# New Addition to MSK!!!



## MSK (Aug 13, 2008)

I would like to formally introduce PR' GrnLf's Louie II. I would like to give a huge thanks to Samantha from GreenLeaf Kennels. This weekend was super stressful although it was supposed to be a vacation but, everything did work out. My heavens I was so scatter brained and NOTHING I mean NOTHING went right at all. Anyways after getting Louie I am absolutely in love with this dog. He is not perfect but, his personality and manners just makes him an easy fall in love with dogs. He is beautiful and perfect for me as I said before to some he doesn't have great angulation in the front end but, that is not a huge issue as this boy is very athletic and a freak for a flirtpole. I believe my interests with him will be Conformation, Weight Pull, Obedience, and Schutzhund. With in a few hours of having him he didn't let strange men talk to me with out barking and scaring the crap out of them. He never acted like he wanted to bite but, I believe the extra ob and schutzhund training would help even more with him since he seems to be naturally protective. Oh and did I mention absolutely wonderful with my 2 year old. Anyways enough of my rambling here he is.

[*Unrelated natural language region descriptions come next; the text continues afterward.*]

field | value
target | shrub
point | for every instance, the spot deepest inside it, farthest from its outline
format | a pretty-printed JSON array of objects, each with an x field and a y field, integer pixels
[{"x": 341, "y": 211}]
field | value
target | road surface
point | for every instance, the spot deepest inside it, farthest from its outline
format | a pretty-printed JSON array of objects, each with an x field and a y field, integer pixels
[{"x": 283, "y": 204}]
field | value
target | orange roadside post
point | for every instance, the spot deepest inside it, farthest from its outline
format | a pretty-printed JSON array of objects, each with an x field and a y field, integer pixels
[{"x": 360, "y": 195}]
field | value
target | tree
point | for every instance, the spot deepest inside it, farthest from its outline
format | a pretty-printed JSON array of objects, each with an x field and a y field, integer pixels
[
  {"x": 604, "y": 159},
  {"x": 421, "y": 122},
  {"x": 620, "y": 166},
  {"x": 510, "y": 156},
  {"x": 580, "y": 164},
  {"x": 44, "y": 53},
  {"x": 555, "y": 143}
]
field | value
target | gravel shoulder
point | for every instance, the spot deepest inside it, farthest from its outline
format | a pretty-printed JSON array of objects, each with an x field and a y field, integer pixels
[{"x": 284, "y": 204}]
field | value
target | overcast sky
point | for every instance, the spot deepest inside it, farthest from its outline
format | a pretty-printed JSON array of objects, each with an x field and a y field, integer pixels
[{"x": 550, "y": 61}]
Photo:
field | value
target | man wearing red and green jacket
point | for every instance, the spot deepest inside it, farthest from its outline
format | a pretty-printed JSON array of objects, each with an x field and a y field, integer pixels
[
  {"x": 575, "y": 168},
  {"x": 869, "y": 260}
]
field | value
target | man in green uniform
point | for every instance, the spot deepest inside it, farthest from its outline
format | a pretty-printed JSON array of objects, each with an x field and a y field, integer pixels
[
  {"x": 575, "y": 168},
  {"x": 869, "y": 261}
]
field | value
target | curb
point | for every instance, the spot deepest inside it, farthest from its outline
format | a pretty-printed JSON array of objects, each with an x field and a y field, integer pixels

I didn't get any new photos this weekend as my phone takes shitty pics. These are some that were taken a while ago.


----------



## angelbaby (Feb 4, 2010)

awww congrats he is handsome. Love his face, very striking look to him.


----------



## Princesspaola21 (Oct 30, 2012)

What a beaut!!

Sent from Petguide.com Free App


----------



## PatienceFlame (Dec 22, 2009)

He is handsome. I love his head!


----------



## MSK (Aug 13, 2008)

Thanks everyone! These pics are great but, he looks so different in person I'm hoping I can capture some better pics once I get a new camera. If not we will video him so to get the real affect. He is also a pretty small guy.


----------



## ::::COACH:::: (Apr 4, 2012)

He is just toooooo handsome!


----------



## Mila mommy x10 (Oct 15, 2012)

Beautiful dog  love the pics xo


----------



## Cain's Mom (Oct 25, 2012)

Gorgeous! Congrats

Sent from Petguide.com Free App


----------



## American_Pit13 (Apr 23, 2007)

He's a gorgeous guy! Congrats on the new addition


----------



## Black Rabbit (Nov 14, 2009)

Absolutely beautiful. :woof: congrats.


----------



## ames (Jun 6, 2010)

SO HANDSOME!!! Congratulations!


----------



## Zagari (Feb 14, 2013)

Gorgeous boy!


----------



## Odin`s_BlueDragon (Mar 11, 2012)

he is a handsome boy thats for sure! congrats on addin him to ur yard, i cant wait to see some more pics of him!


----------



## MSK (Aug 13, 2008)

Thanks everyone! Here is a few pics I did take with my phone the back cover's lense is scratched up so their blurry.


----------



## Buddy's Master (Dec 18, 2012)

He looks great.
I love that look.


----------



## dixieland (Aug 14, 2009)

congrats on the new addition!I hope he works out for you in every way you want him to!:woof:


----------